Book Description
for The Freedom Business by Marilyn Nelson and Deborah Muirhead
From Cooperative Children's Book Center (CCBC)
Venture Smith was born in Guinea, a prince of his father’s regional kingdom. Captured by slave traders at age six and brought to America, he worked for thirty years as a slave before buying his own and his family’s freedom, and then struggling to secure a future. His remarkable story is known to us today in part because Venture Smith told it in his time—his is considered the first slave narrative.
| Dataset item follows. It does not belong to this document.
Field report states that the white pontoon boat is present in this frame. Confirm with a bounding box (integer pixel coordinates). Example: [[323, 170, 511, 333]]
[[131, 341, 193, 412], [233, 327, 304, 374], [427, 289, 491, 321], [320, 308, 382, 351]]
Venture is the inspiration for Marilyn Nelson’s latest addition to her body of work illuminating African American experience. Her poems here reflect and extend the power of Venture’s own words. Venture’s narrative appears on the left hand side of each page spread, while an accompanying poem by Nelson, demanding reader’s further consideration of the pain, irony and cruelty of Venture’s story, is on the right. In a poem titled “How I Came By My Name,” opposite a section of narrative in which Venture reflects back on when he was still called Broteer, still in Africa, but already captured and being traded for rum and fabric, Nelson writes, “. . . Four casks of rum and a piece of cloth . . . The boy who was Borteer / disappeared. A business venture took his place. . . / Breath, dreams, pulse, traded for cloth and alcohol, / were capital . There was profit in the pain, / the chains. Venture. There were whole worlds to gain.” The words of this singular volume are set against somber abstract illustrations by Deborah Dancy. (Age 13 and older)
CCBC Choices 2009. © Cooperative Children's Book Center, Univ. of Wisconsin - Madison, 2009. Used with permission.